In a briefing to the Arizona Senate in 2016, experts reported that the U.S. is suffering near “pandemic medical issues” due to the continuous influx of illegal aliens and refugees from countries where infectious diseases are widespread. As of 2016, two states were in the Catastrophic Phase and another 13 were in the Critical Phase of public health impact from these infectious diseases. Arizona was No. 9 of 13 states in the Critical Phase but was expected to move into the Catastrophic Phase by fall of 2016 as a result of people who are latent carriers of disease or who entered the country during the incubation period for a disease. We were unable to learn the current status from personal calls to Arizona county and state officials.
TB is one of the most serious threats. Latent TB can remain dormant for years, even decades. It is alarming that 18 percent of refugees in Arizona arrive with latent TB, while in the general Arizona population the incidence was only 4 percent. Multidrug resistant TB (MDR-TB), common in migrants, may cost more than $400,000 per patient, compared with $20,000 for the drug-responsive TB that has been predominant in U.S.-born patients. Treatment of MDR-TB has serious side effects, with no guarantee of success.
U.S. taxpayers pay this cost. In addition, all who might have been exposed to an active case must be screened, followed and possibly treated.
Even healthy immigrants burden the system with social costs, such as housing, education and food stamps – costs borne by taxpaying workers whose own wages are depressed by competition from a glut of low-paid foreigners. Illegal immigrants are estimated to cost U.S. taxpayers $17 billion per year. That $17 billion is in addition to the costs for those allowed here legally under “refugee” status, for which we do not have reliable public estimates.

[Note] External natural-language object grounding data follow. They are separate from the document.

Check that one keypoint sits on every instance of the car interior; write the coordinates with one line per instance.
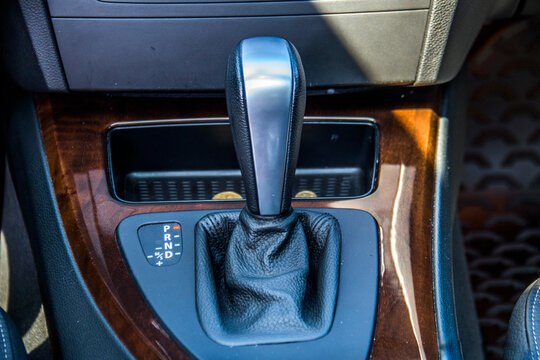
(270, 179)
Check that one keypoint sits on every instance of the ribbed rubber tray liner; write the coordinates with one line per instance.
(499, 204)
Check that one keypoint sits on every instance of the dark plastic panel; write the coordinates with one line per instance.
(194, 162)
(77, 328)
(191, 54)
(214, 8)
(170, 291)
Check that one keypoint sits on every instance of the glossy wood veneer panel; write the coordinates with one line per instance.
(74, 129)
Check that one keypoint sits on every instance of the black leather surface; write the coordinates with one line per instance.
(266, 280)
(11, 345)
(237, 109)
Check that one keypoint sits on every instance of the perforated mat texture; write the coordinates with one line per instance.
(499, 202)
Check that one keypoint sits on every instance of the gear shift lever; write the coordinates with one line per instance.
(269, 274)
(266, 95)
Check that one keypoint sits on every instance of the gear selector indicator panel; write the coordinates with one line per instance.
(161, 243)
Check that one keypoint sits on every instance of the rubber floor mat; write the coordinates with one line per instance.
(499, 202)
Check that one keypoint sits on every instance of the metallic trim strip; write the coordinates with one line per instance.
(268, 83)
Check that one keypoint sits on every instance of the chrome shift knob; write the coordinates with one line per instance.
(266, 95)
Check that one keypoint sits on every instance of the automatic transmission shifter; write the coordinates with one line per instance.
(266, 96)
(271, 274)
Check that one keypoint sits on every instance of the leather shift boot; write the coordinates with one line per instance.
(267, 280)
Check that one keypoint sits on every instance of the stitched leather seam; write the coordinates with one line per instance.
(3, 339)
(533, 321)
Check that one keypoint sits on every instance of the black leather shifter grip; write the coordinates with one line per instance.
(266, 95)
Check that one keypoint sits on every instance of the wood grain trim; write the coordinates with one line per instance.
(74, 129)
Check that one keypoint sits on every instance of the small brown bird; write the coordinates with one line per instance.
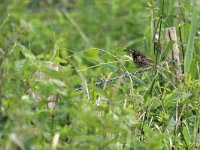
(140, 59)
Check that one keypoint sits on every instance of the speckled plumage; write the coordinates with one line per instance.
(140, 59)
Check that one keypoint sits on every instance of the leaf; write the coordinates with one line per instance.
(136, 79)
(27, 53)
(190, 44)
(167, 50)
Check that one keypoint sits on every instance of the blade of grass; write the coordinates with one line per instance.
(167, 50)
(190, 44)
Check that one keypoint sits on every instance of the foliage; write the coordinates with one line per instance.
(48, 48)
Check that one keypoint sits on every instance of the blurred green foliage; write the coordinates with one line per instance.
(48, 48)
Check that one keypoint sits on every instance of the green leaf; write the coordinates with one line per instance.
(190, 44)
(27, 53)
(136, 79)
(167, 50)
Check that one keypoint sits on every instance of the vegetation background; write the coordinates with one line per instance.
(48, 48)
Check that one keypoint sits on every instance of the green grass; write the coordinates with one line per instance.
(86, 41)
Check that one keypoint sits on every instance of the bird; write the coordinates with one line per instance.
(140, 59)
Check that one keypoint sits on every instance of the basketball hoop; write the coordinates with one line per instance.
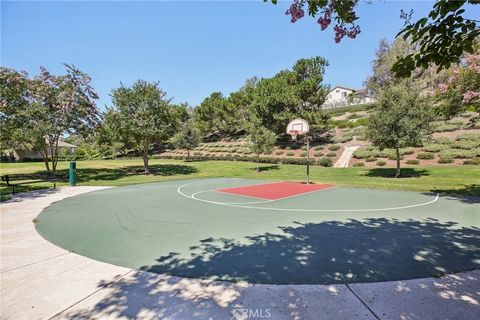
(294, 134)
(300, 127)
(297, 127)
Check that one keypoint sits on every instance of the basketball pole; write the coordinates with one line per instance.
(308, 160)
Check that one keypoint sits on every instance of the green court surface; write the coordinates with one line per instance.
(337, 235)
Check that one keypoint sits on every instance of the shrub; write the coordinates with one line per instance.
(425, 155)
(474, 161)
(408, 150)
(361, 154)
(394, 157)
(445, 160)
(466, 144)
(325, 162)
(344, 138)
(469, 136)
(362, 122)
(442, 140)
(433, 147)
(334, 147)
(458, 153)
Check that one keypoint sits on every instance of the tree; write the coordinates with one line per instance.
(110, 135)
(144, 115)
(40, 110)
(442, 37)
(400, 119)
(385, 58)
(460, 88)
(217, 115)
(261, 140)
(291, 93)
(187, 138)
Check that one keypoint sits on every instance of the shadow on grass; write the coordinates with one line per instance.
(108, 174)
(329, 252)
(268, 168)
(91, 174)
(390, 173)
(467, 194)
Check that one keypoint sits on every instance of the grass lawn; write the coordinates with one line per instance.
(463, 180)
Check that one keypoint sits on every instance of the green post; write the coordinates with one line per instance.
(73, 173)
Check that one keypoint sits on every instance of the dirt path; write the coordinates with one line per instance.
(344, 159)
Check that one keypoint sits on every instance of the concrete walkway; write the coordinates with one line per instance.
(344, 159)
(42, 281)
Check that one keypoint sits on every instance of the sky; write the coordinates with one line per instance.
(191, 48)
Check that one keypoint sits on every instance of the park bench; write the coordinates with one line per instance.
(25, 181)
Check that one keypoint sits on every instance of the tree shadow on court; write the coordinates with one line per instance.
(390, 173)
(333, 252)
(467, 194)
(370, 250)
(108, 174)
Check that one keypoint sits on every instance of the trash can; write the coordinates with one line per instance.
(73, 173)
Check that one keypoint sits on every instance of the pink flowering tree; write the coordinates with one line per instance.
(447, 32)
(461, 88)
(341, 13)
(44, 108)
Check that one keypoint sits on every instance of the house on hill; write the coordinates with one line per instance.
(25, 153)
(341, 96)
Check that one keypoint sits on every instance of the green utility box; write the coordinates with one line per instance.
(73, 173)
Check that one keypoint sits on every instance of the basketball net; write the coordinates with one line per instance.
(294, 134)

Liberal and progressive politicians like to say, “America is the land of immigrants.” In the past, this meant legal immigrants who follow our screening procedures for illness and other laws and who are coming to America to be part of our culture.
Medical screening was one of the core purposes of the Ellis Island immigration center in New York. New arrivals were examined, quarantined if needed, or sent back to their country of origin if they posed a risk to Americans.
To protect the health and safety of American citizens, we must reinstate our prior customary medical screening as outlined on our own Centers for Disease Control and Prevention (CDC) website.
For national security and medical concerns, President Trump is correct to enforce our immigration laws, with careful vetting of those seeking to come to America to live and work.